できれば、本発明に従うペプチドは、アミノ酸配列ＹＬＧＹＰＶＴＮＡＶ、ＬＬＬＬＤＶＡＰＬおよびＬＬＤＶＡＰＬＳＬのいずれか１つを含むか、または、このアミノ酸配列からなることが好ましい。

本発明は、前に定義の配列群から選択した第１のアミノ酸配列と、
・該第１のアミノ酸配列と同一のアミノ酸配列、
・前に引用した配列群から選択され、該第１のアミノ酸配列と異なるアミノ酸配列、
・前に引用した配列群から選択されたいずれのアミノ酸配列と異なるエピトープアミノ酸配列
である少なくとも第２のアミノ酸配列を含むポリエピトープにも関する。

ポリエピトープは、ＨＬＡ分子と結合して細胞表面に提示され、リンパ球によって認識される、細胞による抗原処理から派生するアミノ酸配列である複数のエピトープを含むか、または、これらのエピトープからなるポリペプチドとして定義される。ポリエピトープには、同じエピトープ、または同じタンパク質の複数の異なるエピトープ、または異なる抗原のエピトープの１つ以上のコピーを含んでいてもよい。これらのエピトープは、重複しているか、連続しているか、またはリンカーによって結合していてもよい。

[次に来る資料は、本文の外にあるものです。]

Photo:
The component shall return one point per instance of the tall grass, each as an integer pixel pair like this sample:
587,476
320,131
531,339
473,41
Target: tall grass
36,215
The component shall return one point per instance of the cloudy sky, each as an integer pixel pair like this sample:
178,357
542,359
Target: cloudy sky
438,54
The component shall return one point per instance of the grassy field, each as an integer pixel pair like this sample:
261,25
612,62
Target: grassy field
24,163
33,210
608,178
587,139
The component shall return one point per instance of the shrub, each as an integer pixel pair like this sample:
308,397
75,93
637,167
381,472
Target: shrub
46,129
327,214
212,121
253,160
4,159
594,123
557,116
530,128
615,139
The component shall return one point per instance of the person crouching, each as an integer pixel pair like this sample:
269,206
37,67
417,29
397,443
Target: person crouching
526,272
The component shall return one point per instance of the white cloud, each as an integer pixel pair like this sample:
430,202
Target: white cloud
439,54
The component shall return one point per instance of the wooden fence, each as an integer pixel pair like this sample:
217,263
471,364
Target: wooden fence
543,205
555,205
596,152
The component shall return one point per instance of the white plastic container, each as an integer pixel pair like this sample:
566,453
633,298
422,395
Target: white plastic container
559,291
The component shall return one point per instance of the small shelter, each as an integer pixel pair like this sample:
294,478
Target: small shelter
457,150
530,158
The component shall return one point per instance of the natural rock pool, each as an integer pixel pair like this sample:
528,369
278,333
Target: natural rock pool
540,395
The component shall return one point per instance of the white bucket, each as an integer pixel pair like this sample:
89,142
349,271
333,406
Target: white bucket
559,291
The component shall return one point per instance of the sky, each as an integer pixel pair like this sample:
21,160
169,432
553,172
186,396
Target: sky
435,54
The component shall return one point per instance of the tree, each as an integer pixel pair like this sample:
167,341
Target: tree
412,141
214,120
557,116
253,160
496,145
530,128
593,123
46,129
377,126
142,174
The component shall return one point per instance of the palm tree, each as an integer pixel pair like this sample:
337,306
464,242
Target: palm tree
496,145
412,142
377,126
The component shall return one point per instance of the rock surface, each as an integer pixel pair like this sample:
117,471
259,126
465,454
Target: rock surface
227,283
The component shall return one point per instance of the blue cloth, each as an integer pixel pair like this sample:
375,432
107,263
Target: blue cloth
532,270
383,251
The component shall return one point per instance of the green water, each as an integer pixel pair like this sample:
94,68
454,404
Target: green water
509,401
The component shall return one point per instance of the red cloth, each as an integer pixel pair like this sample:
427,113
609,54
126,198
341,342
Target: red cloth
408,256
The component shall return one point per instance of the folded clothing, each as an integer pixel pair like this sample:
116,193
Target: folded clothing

上記のようなペプチドとして本発明に従うポリエピトープは、その免疫原性を人工的に高めるために修飾してもよい。このような修飾は、例えば、特にＮ末端上におけるアミノ酸置換や配列の付加であってもよい。

本発明の特定の実施態様では、ポリエピトープは、アミノ酸配列ＬＭＧＤＫＳＥＮＶＱＤＬＬＬＬＤＶＡＰＬＳＬを有するか、またはこのアミノ酸配列を含む。

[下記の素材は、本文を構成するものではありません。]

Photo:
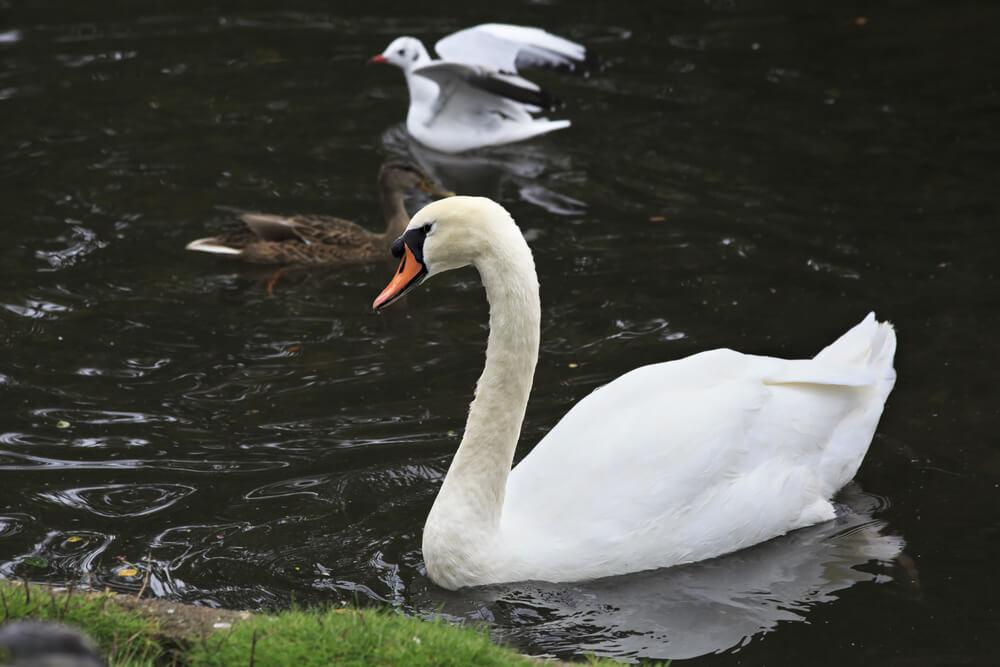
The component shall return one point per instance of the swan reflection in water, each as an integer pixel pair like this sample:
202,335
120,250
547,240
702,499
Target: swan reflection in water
488,172
692,610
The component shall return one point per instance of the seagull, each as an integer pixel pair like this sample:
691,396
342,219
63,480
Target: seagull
473,96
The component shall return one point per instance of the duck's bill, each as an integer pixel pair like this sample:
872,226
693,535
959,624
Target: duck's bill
411,272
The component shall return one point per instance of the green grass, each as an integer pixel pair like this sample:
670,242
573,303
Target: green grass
349,637
299,638
125,638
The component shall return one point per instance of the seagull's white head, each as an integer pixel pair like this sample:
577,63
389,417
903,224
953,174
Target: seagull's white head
404,52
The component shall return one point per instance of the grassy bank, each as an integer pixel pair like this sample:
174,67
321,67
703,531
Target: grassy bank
136,633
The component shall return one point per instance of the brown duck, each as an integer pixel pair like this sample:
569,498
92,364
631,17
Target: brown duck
321,239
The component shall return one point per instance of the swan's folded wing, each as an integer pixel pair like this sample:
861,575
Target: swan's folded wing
506,48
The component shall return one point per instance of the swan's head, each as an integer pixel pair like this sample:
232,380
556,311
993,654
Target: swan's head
449,234
403,52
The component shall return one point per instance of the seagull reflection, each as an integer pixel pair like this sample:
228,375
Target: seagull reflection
692,610
489,172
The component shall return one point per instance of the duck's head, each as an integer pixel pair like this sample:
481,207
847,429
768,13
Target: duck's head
449,234
402,176
403,52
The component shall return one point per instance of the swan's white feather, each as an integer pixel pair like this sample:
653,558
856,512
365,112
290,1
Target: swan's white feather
211,245
670,463
690,459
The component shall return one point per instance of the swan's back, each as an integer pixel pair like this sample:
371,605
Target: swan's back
690,459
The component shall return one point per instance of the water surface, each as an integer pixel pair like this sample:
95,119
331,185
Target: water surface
749,174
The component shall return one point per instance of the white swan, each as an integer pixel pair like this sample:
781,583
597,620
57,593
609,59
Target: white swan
474,97
670,463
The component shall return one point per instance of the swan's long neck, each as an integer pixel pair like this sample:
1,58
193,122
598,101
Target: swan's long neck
468,508
393,210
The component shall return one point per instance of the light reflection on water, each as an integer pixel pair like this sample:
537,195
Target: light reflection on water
160,409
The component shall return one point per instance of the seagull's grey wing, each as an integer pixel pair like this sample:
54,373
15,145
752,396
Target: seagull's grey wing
506,48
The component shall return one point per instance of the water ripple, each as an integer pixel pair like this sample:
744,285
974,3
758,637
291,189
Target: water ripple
120,500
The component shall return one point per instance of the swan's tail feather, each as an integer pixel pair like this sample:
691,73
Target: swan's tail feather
870,345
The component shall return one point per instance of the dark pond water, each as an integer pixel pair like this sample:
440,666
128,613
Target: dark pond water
752,174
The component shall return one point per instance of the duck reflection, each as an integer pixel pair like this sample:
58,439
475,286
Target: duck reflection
692,610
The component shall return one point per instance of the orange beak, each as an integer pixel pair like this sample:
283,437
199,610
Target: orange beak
408,276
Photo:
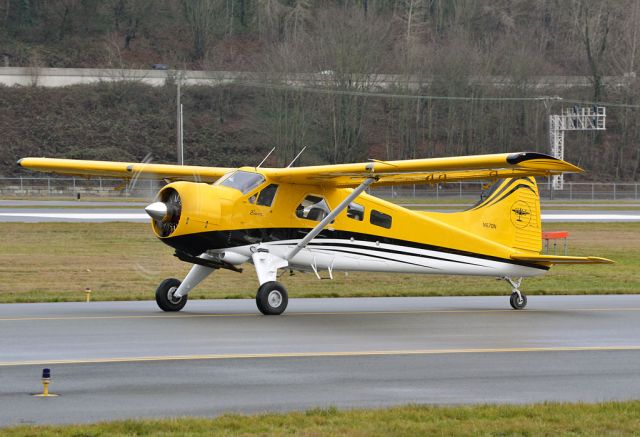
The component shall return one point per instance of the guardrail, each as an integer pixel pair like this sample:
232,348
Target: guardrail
107,187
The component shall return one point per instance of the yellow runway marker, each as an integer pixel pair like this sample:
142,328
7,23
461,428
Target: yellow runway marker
322,354
293,314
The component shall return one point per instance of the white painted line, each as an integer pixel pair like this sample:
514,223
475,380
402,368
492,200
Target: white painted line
593,217
78,216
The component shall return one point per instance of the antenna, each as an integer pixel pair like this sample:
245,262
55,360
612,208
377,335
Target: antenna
265,158
297,156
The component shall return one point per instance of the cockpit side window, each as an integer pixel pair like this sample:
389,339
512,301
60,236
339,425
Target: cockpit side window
243,181
355,211
380,219
313,208
266,196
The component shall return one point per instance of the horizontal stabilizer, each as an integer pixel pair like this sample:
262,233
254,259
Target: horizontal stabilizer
556,259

ＨＬＡ−Ａ＊０２０１に対する高親和性のために選択した、上記ポリペプチドエピトープのうちの３個（ＨＳＰ３８０、ＨＳＰ３９１およびＨＳＰ３９３）は一体となって、アミノ酸配列ＬＭＧＤＫＳＥＮＶＱＤＬＬＬＬＤＶＡＰＬＳＬを有する連続２２−ｍｅｒポリエピトープを形成する。これらのポリペプチドとポリエピロープは、実施例３に図解されているように、ＨＬＡ−Ａ＊０２０１トランスジェニックネズミ実験モデルで特異的細胞傷害性Ｔ細胞免疫反応を生じさせることができる。

２２アミノ酸の天然ポリエピトープは、ＨＨＤネズミモデル内ではインビボで、およびヒトＰＢＭＣからはインビトロで、３個のＨＳＰ３８０、ＨＳＰ３９１およびＨＳＰ３９３エピトープに対する３つの個別の免疫反応を生じることができるという特徴を有する（実施例を参照）。

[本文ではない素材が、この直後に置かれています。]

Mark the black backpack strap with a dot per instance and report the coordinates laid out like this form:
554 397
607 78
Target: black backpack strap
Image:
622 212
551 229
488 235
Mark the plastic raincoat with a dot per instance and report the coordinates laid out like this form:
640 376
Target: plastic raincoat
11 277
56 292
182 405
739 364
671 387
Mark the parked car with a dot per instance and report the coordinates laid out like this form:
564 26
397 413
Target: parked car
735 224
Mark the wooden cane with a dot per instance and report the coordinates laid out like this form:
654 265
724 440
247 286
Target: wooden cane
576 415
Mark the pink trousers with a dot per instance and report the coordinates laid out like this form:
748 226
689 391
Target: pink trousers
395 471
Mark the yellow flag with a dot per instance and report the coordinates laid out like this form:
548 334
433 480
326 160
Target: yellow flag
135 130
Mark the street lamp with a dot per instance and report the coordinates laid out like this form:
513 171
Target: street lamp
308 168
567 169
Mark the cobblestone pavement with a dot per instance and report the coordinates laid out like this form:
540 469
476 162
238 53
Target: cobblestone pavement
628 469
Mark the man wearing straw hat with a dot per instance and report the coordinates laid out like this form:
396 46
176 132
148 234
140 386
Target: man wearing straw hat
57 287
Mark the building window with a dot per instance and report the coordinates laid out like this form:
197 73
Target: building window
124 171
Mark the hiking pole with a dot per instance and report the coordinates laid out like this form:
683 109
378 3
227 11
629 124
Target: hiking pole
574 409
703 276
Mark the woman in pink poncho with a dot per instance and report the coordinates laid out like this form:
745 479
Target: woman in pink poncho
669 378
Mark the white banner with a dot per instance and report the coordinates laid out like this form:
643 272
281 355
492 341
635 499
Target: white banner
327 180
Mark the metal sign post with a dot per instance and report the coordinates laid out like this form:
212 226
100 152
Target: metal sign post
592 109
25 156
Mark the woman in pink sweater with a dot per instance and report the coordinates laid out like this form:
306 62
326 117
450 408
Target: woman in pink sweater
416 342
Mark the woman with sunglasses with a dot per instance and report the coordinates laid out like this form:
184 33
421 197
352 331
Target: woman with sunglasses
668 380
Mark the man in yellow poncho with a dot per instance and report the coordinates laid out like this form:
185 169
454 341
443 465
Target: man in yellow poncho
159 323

本発明の別の実施態様では、上に定義のようなペプチドまたはポリエピトープは、担体に連結される。該担体は、使用のために、ペプチドまたはポリエピトープに結合した化合物であってもよい。例えば、担体は、ペプチドまたはポリエピトープの免疫原性特性を上げたり、食細胞によるエキソビボ（ｅｘｖｉｖｏ）でのその摂取を促進することを意図してもよい。一例として、この担体は、天然または合成の生物分解性微粒子であってもよい。本発明に従うペプチドまたはポリエピトープは、恐らく微粒子の表面に結合（conjugate）されるであろう。

本発明は、上に定義のようなペプチドまたはポリエピトープをコードする核酸配列にも関する。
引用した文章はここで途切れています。